Thanks to a two-year National Science Foundation research grant of $114,450, Dr. Ossola is well on his way to achieving these goals.
The collider is a $10 billion machine built by the European Organization for Nuclear Research (CERN) on the France-Switzerland border. CERN’s main area of research is particle physics: finding answers to questions about the universe, what it is made of and how it works. LHC replicates the conditions of the universe immediately after “the Big Bang” in order to help physicists understand its effects and to examine matter’s smallest components.
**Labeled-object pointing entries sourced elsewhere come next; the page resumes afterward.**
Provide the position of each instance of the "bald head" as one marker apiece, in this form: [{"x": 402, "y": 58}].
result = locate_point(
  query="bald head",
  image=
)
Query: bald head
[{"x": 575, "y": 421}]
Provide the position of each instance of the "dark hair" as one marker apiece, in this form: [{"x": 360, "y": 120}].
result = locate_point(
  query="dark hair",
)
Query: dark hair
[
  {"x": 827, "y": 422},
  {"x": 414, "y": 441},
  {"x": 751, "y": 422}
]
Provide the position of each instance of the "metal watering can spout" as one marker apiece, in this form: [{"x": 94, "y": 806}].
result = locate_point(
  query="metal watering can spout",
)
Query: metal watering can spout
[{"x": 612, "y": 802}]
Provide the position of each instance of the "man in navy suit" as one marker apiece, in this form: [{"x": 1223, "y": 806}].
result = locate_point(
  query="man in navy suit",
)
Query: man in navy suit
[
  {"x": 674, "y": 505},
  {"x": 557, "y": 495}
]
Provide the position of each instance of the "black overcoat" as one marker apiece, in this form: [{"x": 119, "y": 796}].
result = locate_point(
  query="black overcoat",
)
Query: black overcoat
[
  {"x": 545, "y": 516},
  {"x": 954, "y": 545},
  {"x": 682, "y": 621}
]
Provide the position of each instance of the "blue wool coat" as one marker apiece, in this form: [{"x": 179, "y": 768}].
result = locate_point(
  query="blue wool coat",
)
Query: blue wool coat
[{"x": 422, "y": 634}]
One of Dr. Ossola’s goals for his project is to forge stronger research ties between CERN and City Tech. Since European university students can more easily visit the LHC, he wants to find ways to bring information and discoveries here, to organize meetings, and present results. “From a scientific point of view, it is important to have a connection between the research work that we do at City Tech and the main events taking place at CERN. This connection can be reinforced by visiting CERN, inviting speakers to the college, and giving presentations for faculty and students about the various themes of the LHC experiment.”
City Tech is located at 300 Jay Street in Downtown Brooklyn.